I live in Tucson, AZ and my brother lives south of Sacramento, CA. I will be crating the chickens and driving 13 hours to get from here to there. My flock will be confined to the pen but the home flock can wander over to that pen. There is no way to keep the home flock from checking out the newbies.
 
If your flock has no known issues and his flock has not known issues and you will not be exposing yourself or your flock to any others in the process I really cant see the upside to a quaruntine. Many if not most would do it, I likely would not. It is of course a possiblity that the shipped flock can come down with something as a result of the shippping stress, but if both flocks are on the same grounds and fed by the same person seems there will be transfer anyway. I think a true quaruntine would need to have two different people feeding them two quite different sites.

I simply cannot tell you what to do, but know that if it were to me I would integrate them in a way that allows them to get used to each other but in terms of health issues I would not separate for that.
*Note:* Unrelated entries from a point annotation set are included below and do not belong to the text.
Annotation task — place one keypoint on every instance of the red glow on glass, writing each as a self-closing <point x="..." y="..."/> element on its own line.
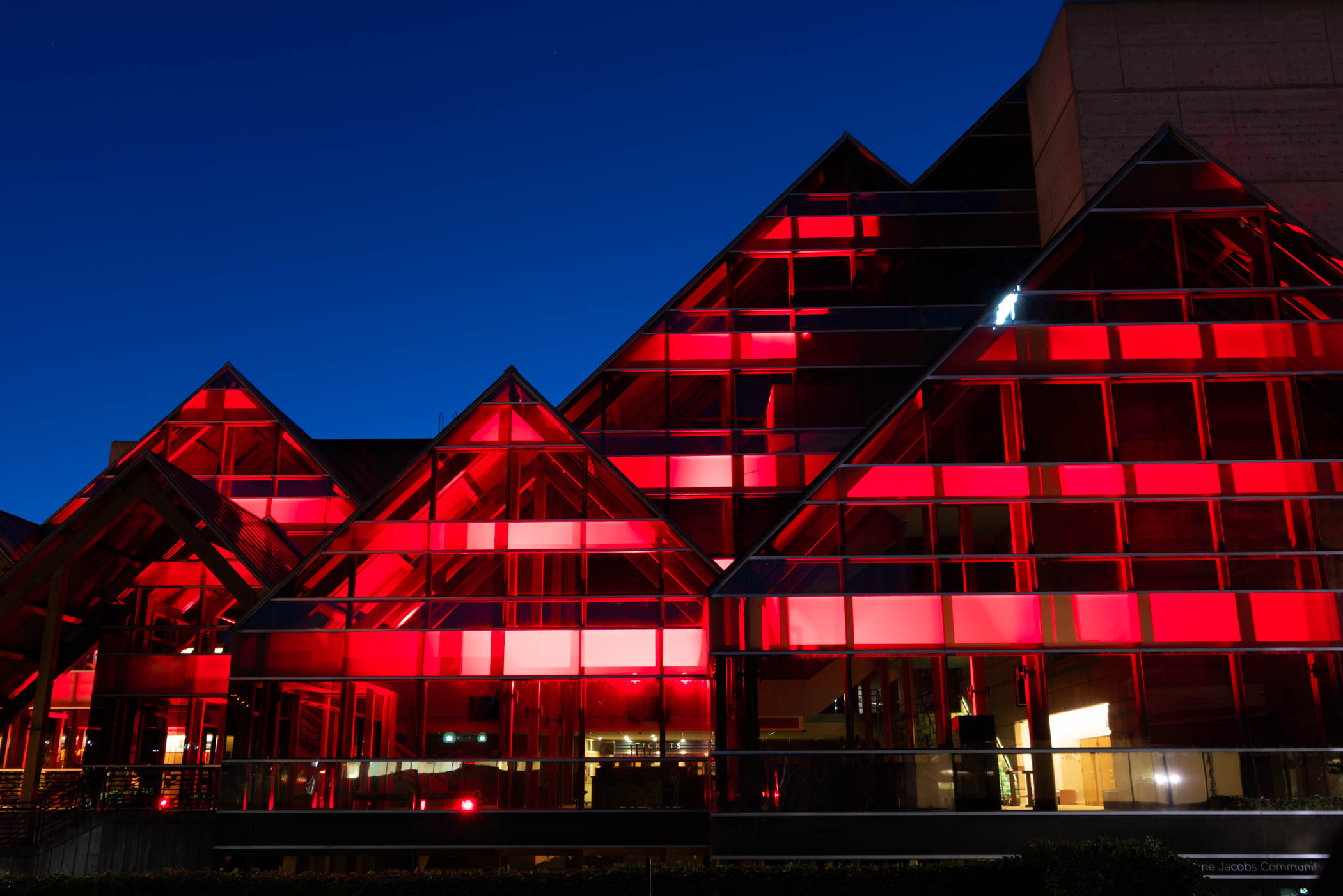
<point x="622" y="535"/>
<point x="1177" y="478"/>
<point x="1253" y="340"/>
<point x="996" y="618"/>
<point x="1194" y="618"/>
<point x="1079" y="344"/>
<point x="1159" y="340"/>
<point x="893" y="483"/>
<point x="464" y="653"/>
<point x="1111" y="618"/>
<point x="824" y="228"/>
<point x="642" y="471"/>
<point x="544" y="535"/>
<point x="632" y="650"/>
<point x="896" y="620"/>
<point x="489" y="430"/>
<point x="767" y="347"/>
<point x="1273" y="478"/>
<point x="815" y="621"/>
<point x="1001" y="480"/>
<point x="1091" y="478"/>
<point x="540" y="652"/>
<point x="686" y="650"/>
<point x="1295" y="617"/>
<point x="700" y="347"/>
<point x="522" y="432"/>
<point x="702" y="472"/>
<point x="1002" y="349"/>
One more time it is just how I would do it. If separating them is one's choice then by all means do that.
 
Thanks. The coop they will be in is an 8x12 building. At present is is separated in two areas. One area is the coop and the other is junk storage. Eventually I plan to remove the wire between the two areas and build roosts and nest boxes. If/when medical quarantine is over I plan to put the new flock on the "junk" side so they can see, smell and hear each other but not be able to reach each other. When they become acclimatized I will remove the wire between the two areas. They will have their own roosts and nest boxes so I hope there won't be too much upheaval.